Dans un contexte de tension sur les marchés bio, en particulier en légumes, les partenaires du projet VivLéBio2 – 2020-2024 – partagent une analyse de la situation et les leviers mobilisables à l’échelle des exploitations. Quels sont ceux contre la crise actuelle ?
Le recul général de la consommation de légumes conventionnels et bio explique en partie la crise à laquelle fait face la filière légumière : selon Kantar, les volumes de fruits et légumes achetés entre janvier et septembre chutent de 12 % en 2022 par rapport à 2021. Ce repli a plusieurs origines. La levée des restrictions sanitaires dues au covid a sûrement modifié les priorités budgétaires des Français. En 2022, l'inflation des prix, la diminution du pouvoir d'achat et le contexte anxiogène dû à la guerre en Ukraine accentuent la baisse des ventes de légumes non considérés comme prioritaires. La vente de produits bio a décru de 5 % par mois entre octobre 2021 et octobre 2022. La moindre chute des ventes constatée sur les derniers mois est accentuée par une élévation des prix pratiquée par les GMS grandes et moyennes surfaces ainsi que par le déréférencement des produits bio dans certaines de ces enseignes.
Inflation et surmarges
Heureusement, les produits bio sont moins impactés par l’inflation globale (4 % contre 6 % pour les produits conventionnels en juin 2022 – source IRI), car les systèmes agricoles bio sont plus résilients, plus autonomes et moins dépendants des importations. Malgré tout, cette mieux-disance à la production n’est pas récompensée en GMS qui appliquent des surmarges sur les produits bio. Dans ce contexte, une enquête sur les prix des légumes bio dans différents circuits de commercialisation (GMS, Biocoop, vente directe, etc.) a été menée par Bio en Hauts-de-France pour objectiver cette hypothèse.
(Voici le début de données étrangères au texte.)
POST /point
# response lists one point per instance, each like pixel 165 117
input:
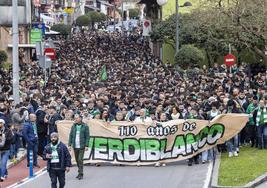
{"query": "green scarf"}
pixel 55 158
pixel 261 116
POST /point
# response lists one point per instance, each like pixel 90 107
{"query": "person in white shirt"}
pixel 143 118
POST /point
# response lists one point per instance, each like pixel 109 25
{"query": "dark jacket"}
pixel 4 117
pixel 41 125
pixel 28 133
pixel 52 123
pixel 63 155
pixel 9 137
pixel 84 136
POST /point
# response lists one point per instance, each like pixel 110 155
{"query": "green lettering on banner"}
pixel 115 148
pixel 142 150
pixel 163 153
pixel 215 133
pixel 131 149
pixel 202 136
pixel 101 148
pixel 152 149
pixel 191 143
pixel 178 146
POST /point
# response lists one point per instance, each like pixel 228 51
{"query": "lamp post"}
pixel 186 4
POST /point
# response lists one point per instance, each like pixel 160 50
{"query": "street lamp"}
pixel 186 4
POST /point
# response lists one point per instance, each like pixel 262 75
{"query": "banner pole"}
pixel 31 165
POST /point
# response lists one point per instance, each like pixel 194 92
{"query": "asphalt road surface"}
pixel 263 185
pixel 175 175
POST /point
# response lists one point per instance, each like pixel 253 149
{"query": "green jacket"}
pixel 250 110
pixel 84 136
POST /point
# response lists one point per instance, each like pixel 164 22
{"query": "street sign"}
pixel 50 52
pixel 69 10
pixel 229 60
pixel 35 36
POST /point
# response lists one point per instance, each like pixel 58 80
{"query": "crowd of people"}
pixel 139 87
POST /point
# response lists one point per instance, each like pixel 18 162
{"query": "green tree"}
pixel 96 17
pixel 189 56
pixel 134 13
pixel 62 29
pixel 83 20
pixel 218 23
pixel 3 56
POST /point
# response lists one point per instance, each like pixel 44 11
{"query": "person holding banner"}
pixel 260 116
pixel 79 141
pixel 58 160
pixel 232 144
pixel 143 117
pixel 31 137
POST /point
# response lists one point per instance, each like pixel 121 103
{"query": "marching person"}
pixel 30 135
pixel 6 139
pixel 58 160
pixel 79 141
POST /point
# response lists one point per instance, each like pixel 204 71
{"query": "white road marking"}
pixel 27 180
pixel 208 175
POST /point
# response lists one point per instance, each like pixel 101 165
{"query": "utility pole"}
pixel 122 15
pixel 15 56
pixel 177 27
pixel 114 15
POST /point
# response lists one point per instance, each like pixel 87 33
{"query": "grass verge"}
pixel 236 171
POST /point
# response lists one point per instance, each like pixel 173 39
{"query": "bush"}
pixel 96 16
pixel 3 56
pixel 62 29
pixel 134 13
pixel 82 20
pixel 189 56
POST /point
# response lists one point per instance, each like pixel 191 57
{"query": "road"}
pixel 172 176
pixel 263 185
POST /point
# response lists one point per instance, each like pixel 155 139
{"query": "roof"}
pixel 106 3
pixel 47 18
pixel 91 7
pixel 22 46
pixel 147 2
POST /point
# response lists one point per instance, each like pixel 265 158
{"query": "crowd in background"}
pixel 139 87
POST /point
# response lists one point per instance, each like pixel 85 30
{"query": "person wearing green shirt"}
pixel 79 141
pixel 251 125
pixel 260 117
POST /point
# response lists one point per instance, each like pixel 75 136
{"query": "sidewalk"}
pixel 17 172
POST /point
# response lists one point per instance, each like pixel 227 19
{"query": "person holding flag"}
pixel 79 141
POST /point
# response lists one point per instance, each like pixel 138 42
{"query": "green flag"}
pixel 104 75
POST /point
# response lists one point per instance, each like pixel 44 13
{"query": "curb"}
pixel 215 175
pixel 12 164
pixel 27 179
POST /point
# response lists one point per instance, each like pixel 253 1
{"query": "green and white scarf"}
pixel 258 118
pixel 55 158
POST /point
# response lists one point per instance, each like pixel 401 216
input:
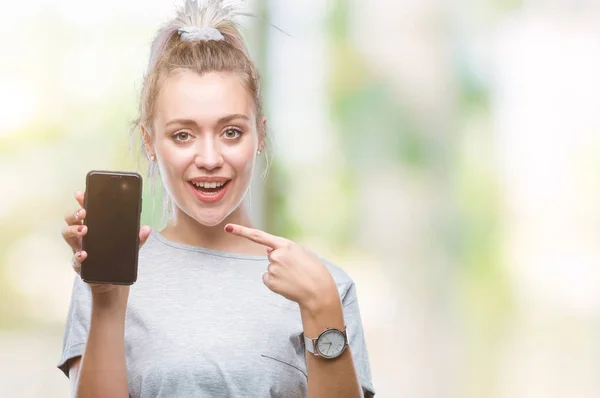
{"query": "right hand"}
pixel 73 234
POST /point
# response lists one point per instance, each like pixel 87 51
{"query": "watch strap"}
pixel 311 343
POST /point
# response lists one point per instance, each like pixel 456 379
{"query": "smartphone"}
pixel 113 204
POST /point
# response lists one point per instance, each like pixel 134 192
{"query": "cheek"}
pixel 242 160
pixel 173 160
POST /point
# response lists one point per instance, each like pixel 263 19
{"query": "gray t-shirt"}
pixel 201 323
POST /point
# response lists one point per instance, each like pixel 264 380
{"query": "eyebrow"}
pixel 224 119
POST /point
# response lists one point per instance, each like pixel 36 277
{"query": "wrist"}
pixel 112 300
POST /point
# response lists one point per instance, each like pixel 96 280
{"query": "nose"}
pixel 208 154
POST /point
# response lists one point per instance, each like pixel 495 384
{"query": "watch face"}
pixel 331 343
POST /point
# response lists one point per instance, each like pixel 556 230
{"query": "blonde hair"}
pixel 169 53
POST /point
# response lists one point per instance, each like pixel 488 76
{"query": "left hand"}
pixel 293 272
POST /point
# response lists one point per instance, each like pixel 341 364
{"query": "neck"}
pixel 186 230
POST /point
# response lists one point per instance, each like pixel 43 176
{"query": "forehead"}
pixel 204 98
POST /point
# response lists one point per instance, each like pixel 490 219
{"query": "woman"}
pixel 219 309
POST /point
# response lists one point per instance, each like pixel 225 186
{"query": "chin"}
pixel 210 217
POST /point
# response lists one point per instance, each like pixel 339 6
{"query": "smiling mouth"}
pixel 209 188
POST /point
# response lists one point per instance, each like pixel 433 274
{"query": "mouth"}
pixel 209 191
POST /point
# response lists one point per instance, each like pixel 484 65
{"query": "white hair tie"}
pixel 192 33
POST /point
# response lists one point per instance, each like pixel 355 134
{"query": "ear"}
pixel 148 145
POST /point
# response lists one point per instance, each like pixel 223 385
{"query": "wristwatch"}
pixel 330 344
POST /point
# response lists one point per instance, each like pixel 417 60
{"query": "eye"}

Elle montre que les GMS pratiquent des prix significativement plus élevés dans leur gamme bio que les autres circuits de commercialisation (sauf pour la carotte bio) (1).
Les raisons de cette fragilité
De 2015 à 2020, la production légumière bio de plein champ s'est construite à un rythme très soutenu, répondant à une croissance à deux chiffres de la consommation de produits bio et un marché industriel très dynamique. Pour accéder à ces marchés, les producteurs ont investi de manière conséquente : 50 000 à 300 000 pour le matériel semis-désherbage-récolte, 150 000 à 300 000 pour l'irrigation, 400 000 à 1 million d'euros pour le stockage. Couplés à des besoins élevés en fonds de roulement, ces investissements ont fragilisé économiquement certaines exploitations face à un revirement rapide du marché.
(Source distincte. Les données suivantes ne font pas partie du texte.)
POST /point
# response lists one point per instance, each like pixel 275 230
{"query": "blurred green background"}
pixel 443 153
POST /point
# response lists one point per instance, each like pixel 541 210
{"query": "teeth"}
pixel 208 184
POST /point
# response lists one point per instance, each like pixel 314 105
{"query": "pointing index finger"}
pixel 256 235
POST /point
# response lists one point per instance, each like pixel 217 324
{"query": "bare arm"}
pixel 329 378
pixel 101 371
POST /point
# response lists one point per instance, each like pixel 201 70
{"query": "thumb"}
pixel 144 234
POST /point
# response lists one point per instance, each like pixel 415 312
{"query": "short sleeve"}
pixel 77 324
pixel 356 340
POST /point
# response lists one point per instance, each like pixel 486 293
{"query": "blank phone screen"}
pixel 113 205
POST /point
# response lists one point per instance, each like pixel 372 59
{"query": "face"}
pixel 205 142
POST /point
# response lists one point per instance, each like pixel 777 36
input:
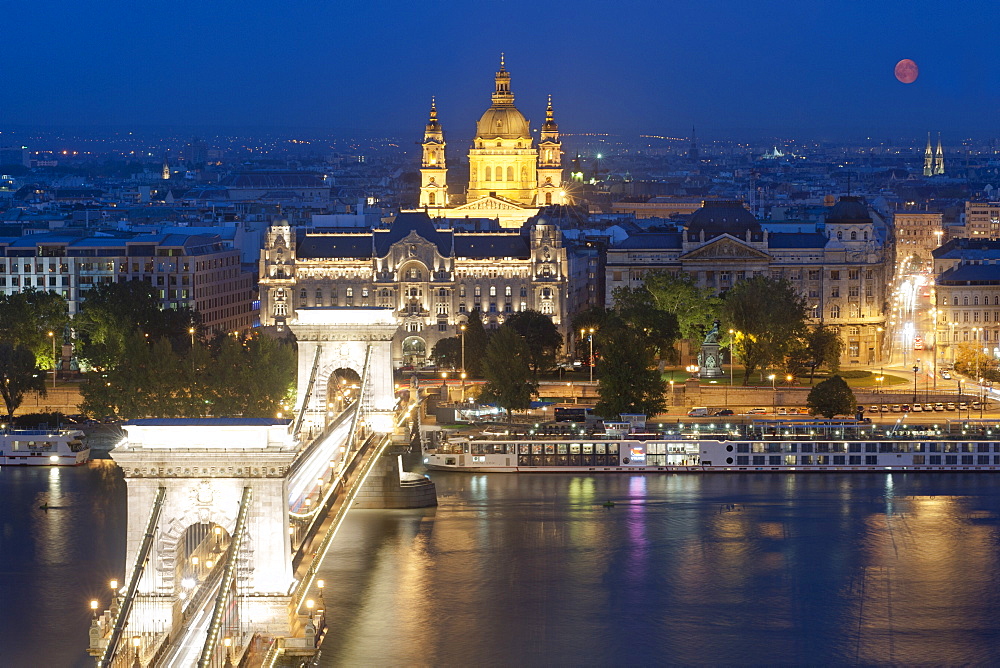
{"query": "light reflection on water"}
pixel 862 568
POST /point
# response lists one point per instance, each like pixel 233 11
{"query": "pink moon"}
pixel 906 71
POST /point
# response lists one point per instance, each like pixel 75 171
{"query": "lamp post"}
pixel 590 339
pixel 52 335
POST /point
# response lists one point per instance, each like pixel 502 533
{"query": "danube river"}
pixel 532 569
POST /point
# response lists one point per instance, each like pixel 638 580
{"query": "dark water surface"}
pixel 531 569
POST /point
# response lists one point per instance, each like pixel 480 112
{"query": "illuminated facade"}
pixel 431 278
pixel 510 178
pixel 841 268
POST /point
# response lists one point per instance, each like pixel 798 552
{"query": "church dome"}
pixel 504 122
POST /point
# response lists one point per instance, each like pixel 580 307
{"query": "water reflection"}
pixel 861 568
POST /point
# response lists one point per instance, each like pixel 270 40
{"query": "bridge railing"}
pixel 226 588
pixel 111 655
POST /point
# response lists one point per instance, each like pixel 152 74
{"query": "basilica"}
pixel 510 176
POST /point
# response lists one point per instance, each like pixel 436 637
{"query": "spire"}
pixel 549 126
pixel 502 96
pixel 928 158
pixel 939 158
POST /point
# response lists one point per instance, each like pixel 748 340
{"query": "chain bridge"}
pixel 230 518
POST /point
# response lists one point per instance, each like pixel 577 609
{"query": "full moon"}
pixel 906 71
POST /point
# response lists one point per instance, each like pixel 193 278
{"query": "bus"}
pixel 563 414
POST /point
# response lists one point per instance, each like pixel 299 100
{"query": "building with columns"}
pixel 510 177
pixel 431 277
pixel 842 266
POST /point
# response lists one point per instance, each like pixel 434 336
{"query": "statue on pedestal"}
pixel 709 359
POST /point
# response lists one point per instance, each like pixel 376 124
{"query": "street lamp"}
pixel 52 335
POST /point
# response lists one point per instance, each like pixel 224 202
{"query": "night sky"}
pixel 815 67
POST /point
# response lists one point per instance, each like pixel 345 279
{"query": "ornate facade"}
pixel 841 268
pixel 510 178
pixel 431 278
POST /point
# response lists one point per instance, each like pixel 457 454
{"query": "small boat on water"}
pixel 43 447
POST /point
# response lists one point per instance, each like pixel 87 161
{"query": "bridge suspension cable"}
pixel 228 580
pixel 308 394
pixel 138 568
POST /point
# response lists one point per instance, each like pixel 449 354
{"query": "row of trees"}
pixel 142 360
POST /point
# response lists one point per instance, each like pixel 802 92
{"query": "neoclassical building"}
pixel 842 267
pixel 510 176
pixel 432 278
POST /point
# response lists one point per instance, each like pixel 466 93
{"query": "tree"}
pixel 509 381
pixel 831 397
pixel 112 311
pixel 767 316
pixel 696 308
pixel 638 308
pixel 476 340
pixel 541 335
pixel 822 345
pixel 26 318
pixel 629 381
pixel 19 374
pixel 447 352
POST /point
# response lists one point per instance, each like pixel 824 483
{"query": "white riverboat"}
pixel 43 447
pixel 798 446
De plus, les exigences des modèles industriels spécialisés déjà existants en conventionnel se sont vite appliquées à ces filières bio, contraignant la résilience agro-environnementale et économique de ces systèmes : concentration des zones de production, choix limité de variétés, dates de semis et de récolte imposées, contraintes en calibres et formes obtenus, nécessaire irrigation et mécanisation. Financer les investissements réalisés implique une rentabilité maximale : d'où le non-respect d'un délai de retour pour ces cultures sur une même parcelle, entraînant dans certaines situations des impasses agronomiques (fertilité, gestion des adventices, gestion des maladies/ravageurs). Celles-ci ont engendré des coûts de production et des pertes parfois conséquentes, fragilisant les modèles économiques des exploitations et de la filière. Ces constats sont à l'origine de la création du projet VivLéBio. Son objectif est de trouver des solutions aux contraintes des systèmes légumiers bio de plein champ pour assurer leur durabilité.
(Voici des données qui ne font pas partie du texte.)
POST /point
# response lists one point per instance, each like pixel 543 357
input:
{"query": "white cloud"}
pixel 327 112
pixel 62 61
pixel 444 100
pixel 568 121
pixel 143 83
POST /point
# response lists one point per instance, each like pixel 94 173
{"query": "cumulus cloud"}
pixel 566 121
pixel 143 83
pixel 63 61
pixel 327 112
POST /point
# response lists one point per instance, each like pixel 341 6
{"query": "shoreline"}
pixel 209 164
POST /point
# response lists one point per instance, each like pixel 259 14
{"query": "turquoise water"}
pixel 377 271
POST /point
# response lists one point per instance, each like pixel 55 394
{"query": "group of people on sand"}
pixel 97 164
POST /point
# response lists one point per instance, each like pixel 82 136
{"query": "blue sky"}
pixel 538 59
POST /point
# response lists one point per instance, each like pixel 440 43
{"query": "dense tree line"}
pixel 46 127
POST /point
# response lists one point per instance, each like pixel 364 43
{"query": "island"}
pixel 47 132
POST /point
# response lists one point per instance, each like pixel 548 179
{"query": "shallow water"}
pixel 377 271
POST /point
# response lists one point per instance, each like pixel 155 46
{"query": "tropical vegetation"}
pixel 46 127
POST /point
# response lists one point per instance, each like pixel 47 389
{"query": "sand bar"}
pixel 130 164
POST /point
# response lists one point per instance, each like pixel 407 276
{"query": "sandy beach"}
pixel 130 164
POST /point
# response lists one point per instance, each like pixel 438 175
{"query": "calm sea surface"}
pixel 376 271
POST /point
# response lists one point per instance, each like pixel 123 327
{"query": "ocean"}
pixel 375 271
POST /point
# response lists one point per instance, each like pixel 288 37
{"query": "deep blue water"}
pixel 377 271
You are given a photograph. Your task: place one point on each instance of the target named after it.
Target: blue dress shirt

Face à la crise : les avis des opérateurs économiques partenaires de VivLéBio2
Norabio : Pour la coopérative Norabio, il s’agit de limiter les paris et de cultiver uniquement ce qui est engagé avec les opérateurs de l’aval. « L’important est de ne pas produire quelque chose qu’on ne saura pas vendre et différencier nos prix selon les coûts de production. Le kilo de légumes invendus coûte très cher, surtout ceux de printemps. Il a accumulé toutes les charges de l’exploitation, plus celles du stockage et du transport. Nous souhaitons sécuriser au maximum les contrats. » Pour ce faire, la coopérative a engagé un travail précis d’analyse des coûts de production produit par produit. « Nous différencions nos prix avec chaque client selon les produits et ainsi répercutons les hausses de manière objective. »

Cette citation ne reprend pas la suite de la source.